Lewis Bird - BSc (Hons) Environmental Science

Since completing his studies in 2013, Lewis actively pursued a career within the environmental sector specialising in hazardous materials and contaminated land. He is now working as an Environmental Consultant for OHES Environmental Ltd in Birmingham, managing geo-investigations and incidents involving the loss of hydrocarbons that require soil assessments and risk mitigation works.

"Honestly, Plymouth did the job for me."

For anyone wanting to pursue a career within the environmental sector, the University of Plymouth is uniquely located and successfully utilises the natural surroundings of the South West. 

From rocky outcrops on Dartmoor to the unique Devon coastline, it offers teaching both in and outside of lectures that helps prepare any environmental scientist in the making.

I was recommended the course that I wanted to do (Environmental Science) by friends and word of mouth. 

On the open day I remember my parents saying “you really were in awe of the enviro course on offer as your mouth couldn’t get any wider.’’

Great Staple tor Dartmoor Devon UK

“It just looked exactly want I wanted to do, and it was.’’

Support throughout

The library was my main source of information as well as the lectures. My second year and final year tutors were very helpful on the mental health support side of things and helping me to focus my university studies to where I wanted to work. Shout-out to John Maskall and Malcolm Nimmo.

Plymouth gave me a good heads up of what to expect working in the field. Be it getting drenched during field exercises on Dartmoor or tight report deadlines.

The Environmental Science course at times is not for the light hearted, such as exhausting field work and producing technically sound reports. But that’s exactly what I wanted because I knew that’s exactly the experience that I needed to work in the environmental sector.

Plymouth Campus Library
University of Plymouth campus library

Great experiences

“ 

The one memory that stands out was our second-year expedition to Malaysia. Our project was to investigate and analyse the impact of a landfill within a section of rain forest. As I had highlighted that contaminated land was what I wanted to go into I was actually thrilled to be part of that particular project and relieved that I was on it as the trip itself was quite ecology based.

The most exciting thing I have done/do is working in areas and on sites that people only read and hear about. These include, but are not limited to, being winched into an underground water reservoir to survey for hazardous building materials and spending night and day on oil depots to assess fuel losses from tankers.

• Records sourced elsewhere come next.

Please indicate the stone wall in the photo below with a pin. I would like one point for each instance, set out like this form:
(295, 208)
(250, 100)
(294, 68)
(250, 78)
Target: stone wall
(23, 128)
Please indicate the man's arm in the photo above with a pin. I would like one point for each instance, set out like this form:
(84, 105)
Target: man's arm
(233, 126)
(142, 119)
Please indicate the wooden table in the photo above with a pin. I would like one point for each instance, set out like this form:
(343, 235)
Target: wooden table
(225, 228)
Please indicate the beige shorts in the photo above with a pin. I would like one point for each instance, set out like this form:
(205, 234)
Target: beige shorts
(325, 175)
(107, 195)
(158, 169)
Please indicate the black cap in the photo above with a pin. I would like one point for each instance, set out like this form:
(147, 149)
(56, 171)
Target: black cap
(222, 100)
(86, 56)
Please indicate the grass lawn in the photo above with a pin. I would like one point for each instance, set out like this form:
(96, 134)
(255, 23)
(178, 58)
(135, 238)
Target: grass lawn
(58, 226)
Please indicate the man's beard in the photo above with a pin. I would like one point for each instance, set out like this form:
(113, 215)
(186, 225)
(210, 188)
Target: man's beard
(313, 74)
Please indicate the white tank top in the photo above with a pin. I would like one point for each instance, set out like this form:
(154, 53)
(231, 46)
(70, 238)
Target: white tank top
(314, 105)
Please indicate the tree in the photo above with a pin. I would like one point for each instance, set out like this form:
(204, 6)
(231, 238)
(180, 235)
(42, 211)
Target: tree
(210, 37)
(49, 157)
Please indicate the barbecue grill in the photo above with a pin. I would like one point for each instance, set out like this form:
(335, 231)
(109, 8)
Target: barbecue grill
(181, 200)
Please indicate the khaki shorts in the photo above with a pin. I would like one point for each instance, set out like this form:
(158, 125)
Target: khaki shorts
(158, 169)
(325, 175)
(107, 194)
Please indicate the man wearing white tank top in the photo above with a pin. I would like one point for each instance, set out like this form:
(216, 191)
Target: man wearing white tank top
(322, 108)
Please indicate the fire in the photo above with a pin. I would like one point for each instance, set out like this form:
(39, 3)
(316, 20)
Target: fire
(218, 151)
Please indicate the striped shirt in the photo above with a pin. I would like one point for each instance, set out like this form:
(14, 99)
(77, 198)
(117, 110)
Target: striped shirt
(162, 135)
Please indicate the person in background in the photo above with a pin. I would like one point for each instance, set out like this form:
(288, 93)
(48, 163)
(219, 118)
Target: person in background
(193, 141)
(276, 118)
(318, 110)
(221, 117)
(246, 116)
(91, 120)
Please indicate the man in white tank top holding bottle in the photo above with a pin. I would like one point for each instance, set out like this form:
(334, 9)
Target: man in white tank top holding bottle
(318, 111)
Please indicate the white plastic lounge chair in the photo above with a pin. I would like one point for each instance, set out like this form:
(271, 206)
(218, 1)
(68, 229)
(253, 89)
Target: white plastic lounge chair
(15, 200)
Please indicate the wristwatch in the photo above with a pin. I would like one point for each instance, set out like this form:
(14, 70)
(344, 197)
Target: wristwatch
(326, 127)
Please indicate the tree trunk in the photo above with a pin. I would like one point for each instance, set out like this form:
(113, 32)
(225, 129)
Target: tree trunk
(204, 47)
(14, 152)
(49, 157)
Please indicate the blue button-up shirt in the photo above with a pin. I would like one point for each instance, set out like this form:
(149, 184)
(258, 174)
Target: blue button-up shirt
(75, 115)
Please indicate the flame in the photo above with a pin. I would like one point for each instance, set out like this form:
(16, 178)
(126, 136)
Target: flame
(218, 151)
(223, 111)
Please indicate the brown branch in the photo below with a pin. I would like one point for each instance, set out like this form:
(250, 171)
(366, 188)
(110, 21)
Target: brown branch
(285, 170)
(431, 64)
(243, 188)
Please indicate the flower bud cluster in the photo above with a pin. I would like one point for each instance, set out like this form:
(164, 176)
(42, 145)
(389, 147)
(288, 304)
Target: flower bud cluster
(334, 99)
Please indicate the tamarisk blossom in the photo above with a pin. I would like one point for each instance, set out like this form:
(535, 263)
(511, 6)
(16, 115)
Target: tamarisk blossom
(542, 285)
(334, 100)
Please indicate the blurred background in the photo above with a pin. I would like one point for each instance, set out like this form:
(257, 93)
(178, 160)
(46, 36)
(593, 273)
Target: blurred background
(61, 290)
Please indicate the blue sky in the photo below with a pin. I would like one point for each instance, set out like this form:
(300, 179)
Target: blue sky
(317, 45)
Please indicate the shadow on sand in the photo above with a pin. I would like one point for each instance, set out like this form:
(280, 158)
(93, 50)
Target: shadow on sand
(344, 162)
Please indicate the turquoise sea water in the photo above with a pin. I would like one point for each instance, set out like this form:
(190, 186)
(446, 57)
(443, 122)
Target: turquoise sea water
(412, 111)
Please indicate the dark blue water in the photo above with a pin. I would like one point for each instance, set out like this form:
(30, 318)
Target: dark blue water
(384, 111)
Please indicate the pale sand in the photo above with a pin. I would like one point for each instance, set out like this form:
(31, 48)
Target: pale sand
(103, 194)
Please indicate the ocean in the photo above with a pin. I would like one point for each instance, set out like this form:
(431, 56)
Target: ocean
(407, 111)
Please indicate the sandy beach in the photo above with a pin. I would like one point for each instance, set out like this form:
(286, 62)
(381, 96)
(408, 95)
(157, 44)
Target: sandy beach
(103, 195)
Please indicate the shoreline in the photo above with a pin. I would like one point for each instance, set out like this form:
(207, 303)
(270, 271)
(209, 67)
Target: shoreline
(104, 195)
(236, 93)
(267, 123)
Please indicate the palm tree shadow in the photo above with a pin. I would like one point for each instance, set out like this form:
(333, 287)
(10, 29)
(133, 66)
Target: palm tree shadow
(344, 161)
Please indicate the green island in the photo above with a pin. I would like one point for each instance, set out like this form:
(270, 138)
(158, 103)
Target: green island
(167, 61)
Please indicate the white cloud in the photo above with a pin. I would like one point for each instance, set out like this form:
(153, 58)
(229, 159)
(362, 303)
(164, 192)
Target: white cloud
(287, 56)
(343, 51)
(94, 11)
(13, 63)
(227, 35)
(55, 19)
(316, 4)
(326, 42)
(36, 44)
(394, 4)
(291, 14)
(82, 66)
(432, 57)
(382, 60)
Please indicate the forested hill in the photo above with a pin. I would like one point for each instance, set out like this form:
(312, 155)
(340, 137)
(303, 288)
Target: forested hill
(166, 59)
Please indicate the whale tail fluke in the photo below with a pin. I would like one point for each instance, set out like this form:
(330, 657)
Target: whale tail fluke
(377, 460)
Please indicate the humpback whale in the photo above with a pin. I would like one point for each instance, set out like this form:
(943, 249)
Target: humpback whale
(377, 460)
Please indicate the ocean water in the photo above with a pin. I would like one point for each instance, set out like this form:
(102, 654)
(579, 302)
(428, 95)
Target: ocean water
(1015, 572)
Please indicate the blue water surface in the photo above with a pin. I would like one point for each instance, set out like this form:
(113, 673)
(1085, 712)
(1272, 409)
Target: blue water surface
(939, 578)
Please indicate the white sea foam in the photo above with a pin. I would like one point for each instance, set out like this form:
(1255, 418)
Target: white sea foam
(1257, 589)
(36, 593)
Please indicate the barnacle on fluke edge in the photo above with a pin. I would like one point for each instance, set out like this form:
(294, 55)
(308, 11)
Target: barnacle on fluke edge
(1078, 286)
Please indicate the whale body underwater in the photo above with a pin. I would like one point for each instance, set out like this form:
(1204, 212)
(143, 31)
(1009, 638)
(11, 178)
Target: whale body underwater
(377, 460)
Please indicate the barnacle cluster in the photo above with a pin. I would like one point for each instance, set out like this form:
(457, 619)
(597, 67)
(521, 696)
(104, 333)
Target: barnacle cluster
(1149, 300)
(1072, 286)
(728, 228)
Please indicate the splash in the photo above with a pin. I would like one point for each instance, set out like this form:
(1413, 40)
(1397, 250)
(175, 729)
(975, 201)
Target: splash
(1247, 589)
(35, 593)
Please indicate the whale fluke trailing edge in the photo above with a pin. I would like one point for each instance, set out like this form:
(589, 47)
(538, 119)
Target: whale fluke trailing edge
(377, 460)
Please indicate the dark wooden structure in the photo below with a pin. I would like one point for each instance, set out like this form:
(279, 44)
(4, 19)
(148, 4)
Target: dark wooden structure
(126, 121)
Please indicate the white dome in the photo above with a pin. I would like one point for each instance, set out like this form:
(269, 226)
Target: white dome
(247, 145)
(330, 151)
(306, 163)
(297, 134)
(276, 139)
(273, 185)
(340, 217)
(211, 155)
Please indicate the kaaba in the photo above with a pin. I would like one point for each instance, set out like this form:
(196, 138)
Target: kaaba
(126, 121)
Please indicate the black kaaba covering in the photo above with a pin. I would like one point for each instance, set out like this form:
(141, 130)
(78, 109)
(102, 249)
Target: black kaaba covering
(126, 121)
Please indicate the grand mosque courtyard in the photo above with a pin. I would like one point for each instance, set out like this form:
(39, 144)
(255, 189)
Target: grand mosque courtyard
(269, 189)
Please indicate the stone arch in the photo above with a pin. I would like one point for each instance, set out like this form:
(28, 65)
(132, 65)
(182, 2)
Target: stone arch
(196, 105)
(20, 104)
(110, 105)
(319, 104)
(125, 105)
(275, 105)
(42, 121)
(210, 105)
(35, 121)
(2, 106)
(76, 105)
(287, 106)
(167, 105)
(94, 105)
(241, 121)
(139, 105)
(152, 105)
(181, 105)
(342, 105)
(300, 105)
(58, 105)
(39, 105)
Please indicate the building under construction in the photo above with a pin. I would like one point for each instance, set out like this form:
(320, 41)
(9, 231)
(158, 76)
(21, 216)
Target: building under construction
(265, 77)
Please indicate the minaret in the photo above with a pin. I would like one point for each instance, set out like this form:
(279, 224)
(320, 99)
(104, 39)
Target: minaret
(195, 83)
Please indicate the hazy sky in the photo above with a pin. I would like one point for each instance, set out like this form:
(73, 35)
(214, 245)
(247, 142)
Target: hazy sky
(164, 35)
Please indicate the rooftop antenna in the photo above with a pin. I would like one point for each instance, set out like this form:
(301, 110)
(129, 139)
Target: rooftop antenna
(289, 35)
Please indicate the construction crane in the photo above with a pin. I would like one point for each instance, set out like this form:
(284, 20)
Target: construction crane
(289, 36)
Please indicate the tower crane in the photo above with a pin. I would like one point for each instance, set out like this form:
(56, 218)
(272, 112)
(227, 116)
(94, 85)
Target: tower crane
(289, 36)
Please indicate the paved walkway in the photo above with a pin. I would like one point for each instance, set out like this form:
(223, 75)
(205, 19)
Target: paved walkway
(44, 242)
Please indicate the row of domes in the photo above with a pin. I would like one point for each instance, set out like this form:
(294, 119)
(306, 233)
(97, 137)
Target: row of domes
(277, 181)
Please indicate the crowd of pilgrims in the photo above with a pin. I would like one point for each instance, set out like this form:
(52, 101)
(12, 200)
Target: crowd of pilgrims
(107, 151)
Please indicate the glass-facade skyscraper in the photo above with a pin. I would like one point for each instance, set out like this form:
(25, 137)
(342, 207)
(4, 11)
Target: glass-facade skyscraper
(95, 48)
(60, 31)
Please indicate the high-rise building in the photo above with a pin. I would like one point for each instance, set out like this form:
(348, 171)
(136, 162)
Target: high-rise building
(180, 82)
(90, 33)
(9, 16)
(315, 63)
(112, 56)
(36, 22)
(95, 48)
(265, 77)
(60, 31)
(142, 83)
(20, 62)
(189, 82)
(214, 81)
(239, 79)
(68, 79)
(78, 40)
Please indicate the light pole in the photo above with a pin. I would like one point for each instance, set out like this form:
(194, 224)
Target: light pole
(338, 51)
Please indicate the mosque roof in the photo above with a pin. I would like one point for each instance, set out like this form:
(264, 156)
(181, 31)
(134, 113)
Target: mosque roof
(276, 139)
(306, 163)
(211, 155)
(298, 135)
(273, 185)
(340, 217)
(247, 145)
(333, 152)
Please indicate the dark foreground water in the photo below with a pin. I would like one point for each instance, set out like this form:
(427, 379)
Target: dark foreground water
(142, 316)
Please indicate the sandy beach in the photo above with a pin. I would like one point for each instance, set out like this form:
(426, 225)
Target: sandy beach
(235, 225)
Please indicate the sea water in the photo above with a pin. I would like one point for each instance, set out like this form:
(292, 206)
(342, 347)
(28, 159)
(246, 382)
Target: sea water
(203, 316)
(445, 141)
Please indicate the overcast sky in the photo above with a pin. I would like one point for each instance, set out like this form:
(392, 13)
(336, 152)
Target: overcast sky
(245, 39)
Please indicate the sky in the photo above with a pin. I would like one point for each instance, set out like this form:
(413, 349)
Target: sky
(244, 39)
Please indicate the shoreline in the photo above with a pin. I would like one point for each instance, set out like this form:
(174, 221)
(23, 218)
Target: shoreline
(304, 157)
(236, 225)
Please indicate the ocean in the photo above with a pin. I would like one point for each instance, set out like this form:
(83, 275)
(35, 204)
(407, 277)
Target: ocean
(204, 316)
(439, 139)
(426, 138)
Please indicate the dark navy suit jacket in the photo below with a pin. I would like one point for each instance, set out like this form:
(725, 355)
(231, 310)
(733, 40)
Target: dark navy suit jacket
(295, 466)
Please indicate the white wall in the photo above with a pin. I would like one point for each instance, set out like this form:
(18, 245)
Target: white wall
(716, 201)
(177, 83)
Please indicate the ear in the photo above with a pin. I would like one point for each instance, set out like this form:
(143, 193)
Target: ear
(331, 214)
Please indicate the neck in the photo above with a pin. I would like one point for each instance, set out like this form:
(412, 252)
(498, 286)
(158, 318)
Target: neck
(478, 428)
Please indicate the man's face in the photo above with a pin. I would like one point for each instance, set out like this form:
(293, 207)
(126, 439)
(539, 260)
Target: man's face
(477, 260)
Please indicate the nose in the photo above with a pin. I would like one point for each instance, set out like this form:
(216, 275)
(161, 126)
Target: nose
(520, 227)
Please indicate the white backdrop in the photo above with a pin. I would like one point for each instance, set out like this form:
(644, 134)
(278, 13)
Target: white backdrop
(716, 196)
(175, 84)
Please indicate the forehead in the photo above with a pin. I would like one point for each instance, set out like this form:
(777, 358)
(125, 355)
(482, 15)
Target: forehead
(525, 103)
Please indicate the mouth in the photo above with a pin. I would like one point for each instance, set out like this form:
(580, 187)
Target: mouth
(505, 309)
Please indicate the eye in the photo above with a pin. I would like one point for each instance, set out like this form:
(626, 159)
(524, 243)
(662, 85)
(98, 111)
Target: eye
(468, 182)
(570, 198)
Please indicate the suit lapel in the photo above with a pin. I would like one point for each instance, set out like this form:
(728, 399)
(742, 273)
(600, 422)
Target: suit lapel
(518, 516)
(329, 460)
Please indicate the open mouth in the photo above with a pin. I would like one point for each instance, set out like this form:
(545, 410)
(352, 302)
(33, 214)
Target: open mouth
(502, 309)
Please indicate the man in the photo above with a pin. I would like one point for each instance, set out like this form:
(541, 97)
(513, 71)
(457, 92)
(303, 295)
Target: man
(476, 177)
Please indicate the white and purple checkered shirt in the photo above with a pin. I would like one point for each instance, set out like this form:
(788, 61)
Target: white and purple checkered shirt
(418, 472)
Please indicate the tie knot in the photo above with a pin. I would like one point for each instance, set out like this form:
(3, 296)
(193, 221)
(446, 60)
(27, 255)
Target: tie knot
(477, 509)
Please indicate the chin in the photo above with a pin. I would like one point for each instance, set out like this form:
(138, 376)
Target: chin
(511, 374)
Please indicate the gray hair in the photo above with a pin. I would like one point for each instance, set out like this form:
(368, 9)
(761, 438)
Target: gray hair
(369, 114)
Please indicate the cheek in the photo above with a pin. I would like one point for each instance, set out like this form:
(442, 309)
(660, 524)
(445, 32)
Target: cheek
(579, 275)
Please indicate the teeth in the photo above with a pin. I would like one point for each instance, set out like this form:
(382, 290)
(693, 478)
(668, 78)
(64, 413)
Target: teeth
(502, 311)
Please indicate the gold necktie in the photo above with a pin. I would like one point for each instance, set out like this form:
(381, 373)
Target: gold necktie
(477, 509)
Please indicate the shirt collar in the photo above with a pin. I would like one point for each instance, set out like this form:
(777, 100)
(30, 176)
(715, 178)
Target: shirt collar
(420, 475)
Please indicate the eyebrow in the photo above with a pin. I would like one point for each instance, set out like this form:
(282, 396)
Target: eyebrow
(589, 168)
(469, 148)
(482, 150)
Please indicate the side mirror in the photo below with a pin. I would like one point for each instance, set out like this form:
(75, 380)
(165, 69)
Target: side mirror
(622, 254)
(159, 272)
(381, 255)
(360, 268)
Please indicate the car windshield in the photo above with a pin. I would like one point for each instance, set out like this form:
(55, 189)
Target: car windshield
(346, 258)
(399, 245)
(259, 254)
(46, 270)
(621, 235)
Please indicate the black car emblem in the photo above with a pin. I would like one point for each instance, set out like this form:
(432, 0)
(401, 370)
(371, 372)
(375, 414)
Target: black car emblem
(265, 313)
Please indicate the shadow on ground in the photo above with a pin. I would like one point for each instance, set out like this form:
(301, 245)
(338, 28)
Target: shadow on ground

Landfill site in Malaysia - image courtesy of Getty Images
Landfill site in Malaysia - image courtesy of Getty Images

In hindsight


As I wanted to go into the contaminated land sector, a minimum is knowing how to log soils to industry standard. Turning back the clock, I wish I would have done that sooner.

As I am in a role that requires a medium to high level of scientific/geological knowledge linked with technical/mechanical needs I would have tried to focus more so on these. 

Also, I would tell myself to buy a decent pair of walking boots that wouldn’t leak!!